SINGAPORE (July 22): CapitaLand has announced total divestments of some $3.46 billion this year, exceeding its annual target of at least $3 billion. These include sales to third parties as well as the group’s real estate investment trusts (REITs) and funds.
The group provided this piece of information this past week in a statement related to the sale of an 89.8% interest in Main Airport Centre to CapitaLand Commercial Trust. MAC is a freehold office building in Frankfurt, Germany. It is being valued at €265.0 million ($407.8 million) on a 100% basis in the transaction. Post-transaction, CapitaLand will still hold a 5.1% stake in the property, while CCT will own 94.9%. CCT’s total outlay in this transaction is estimated at €253.4 million. CCT said it expected the acquisition to be accretive to its distributions per unit.
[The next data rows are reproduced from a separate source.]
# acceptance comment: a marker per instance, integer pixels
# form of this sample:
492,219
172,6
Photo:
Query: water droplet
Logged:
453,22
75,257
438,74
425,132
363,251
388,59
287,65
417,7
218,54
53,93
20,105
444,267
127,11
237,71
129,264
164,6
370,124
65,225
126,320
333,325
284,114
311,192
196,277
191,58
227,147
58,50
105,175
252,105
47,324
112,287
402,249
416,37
Transactions such as these are an integral part of CapitaLand’s strategy of developing and investing in commercial properties, growing and stabilising the income they generate, and then offloading them to its REITs and funds or third parties to free up capital for new developments and investments offering higher returns. Now, as the group works to bring down its elevated gearing following its acquisition of Ascendas-Singbridge, which was completed on June 30, the pace and manner in which it offloads assets from its books are likely to be closely watched by the market.